Anyway, that did for Savoy Palace. What was left of it was finally converted into a hospital, during the reign of Henry VII, and even that didn’t work out too well. By the end of the 16th century, the Recorder of London was complaining to Elizabeth the 1st’s enforcer Lord Burghley that Savoy Hospital was the ‘chief nursery of evil men’ because criminals claimed sanctuary here from the law. They were taking advantage of ‘The Liberty of the Savoy’, a strange anomaly whereby criminals pursued in London could claim that, because the Savoy territory belonged to the Duke of Lancaster, agents of the Crown had no power over them whilst they stayed within its bounds, a bizarre arrangement that persisted into the 19th century. By that time the whole area was in ruins, and what was left was finally cleared to make way for the approach road to Waterloo Bridge in 1816. The only part of the old Savoy complex that remains is Savoy Chapel, a solemn Tudor fragment adrift amidst the bulk of anonymous offices.

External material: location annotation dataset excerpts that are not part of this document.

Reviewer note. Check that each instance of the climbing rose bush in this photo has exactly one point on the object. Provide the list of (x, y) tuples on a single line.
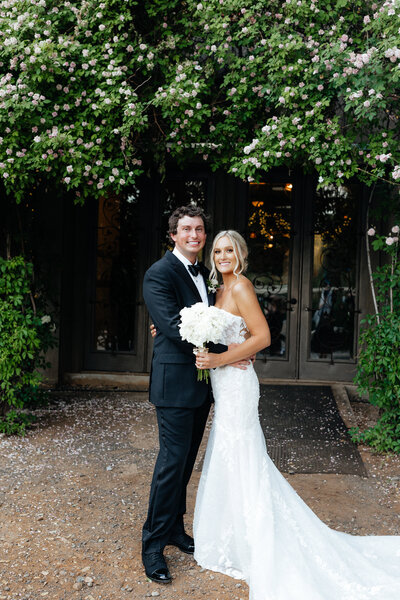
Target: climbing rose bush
[(91, 92)]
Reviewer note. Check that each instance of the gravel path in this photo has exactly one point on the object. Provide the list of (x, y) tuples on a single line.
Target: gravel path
[(73, 497)]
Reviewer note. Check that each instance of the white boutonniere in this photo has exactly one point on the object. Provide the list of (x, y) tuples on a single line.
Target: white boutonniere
[(212, 285)]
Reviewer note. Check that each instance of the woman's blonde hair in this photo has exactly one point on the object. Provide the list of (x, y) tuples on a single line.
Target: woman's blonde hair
[(239, 249)]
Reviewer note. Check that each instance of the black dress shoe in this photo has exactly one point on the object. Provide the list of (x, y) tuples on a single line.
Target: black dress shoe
[(159, 576), (183, 541), (156, 568)]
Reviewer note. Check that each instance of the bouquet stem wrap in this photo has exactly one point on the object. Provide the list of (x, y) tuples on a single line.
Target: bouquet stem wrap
[(202, 374), (201, 324)]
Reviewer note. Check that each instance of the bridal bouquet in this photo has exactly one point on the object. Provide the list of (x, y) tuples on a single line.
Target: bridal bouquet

I don’t know whether Oscar and Bosie ever came here to inspect ‘the grey twilight of Gothic things’, it’s more likely that they were too busy hustling rent boys into Wilde’s suite at the Savoy Hotel,* but this alley has one bona fide claim on modern culture. It was here, alongside the ancient wall of Savoy Chapel, that the 26-year old Bob Dylan – staying at the Savoy Hotel during his famous ‘electric’ 1965 UK tour – telegraphed Subterranean Homesick Blues for D.A. Pennebaker’s camera. Allen Ginsberg and legendary record producer Tom Wilson can be seen loitering in back of shot, unaware that they are witnessing the birth of a pop culture meme.

(* The ‘Gothic’ quote is from the ‘Hyacinth letter’ from Wilde to Douglas. This letter, and details of the goings on in his rooms at the Savoy, came up in court during Wilde’s legal suit against Queensberry in 1895. At Wilde’s committal, the magistrate observed:‘I know nothing about the Savoy, but I must say that in my view chicken and salad for two at sixteen shillings is very high. I am afraid I will never supper there myself.’ In an early draft of The Importance of Being Earnest, a solicitor arrives to remove Algernon to Holloway Prison for non-payment of restaurant bills at the Savoy, whereupon Algie retorts: ‘I am not going to be imprisoned in the suburbs for dining in the West End. It is ridiculous.’ With irony that he must have appreciated but can hardly have enjoyed, Wilde was held on remand at Holloway whilst awaiting his first trial.)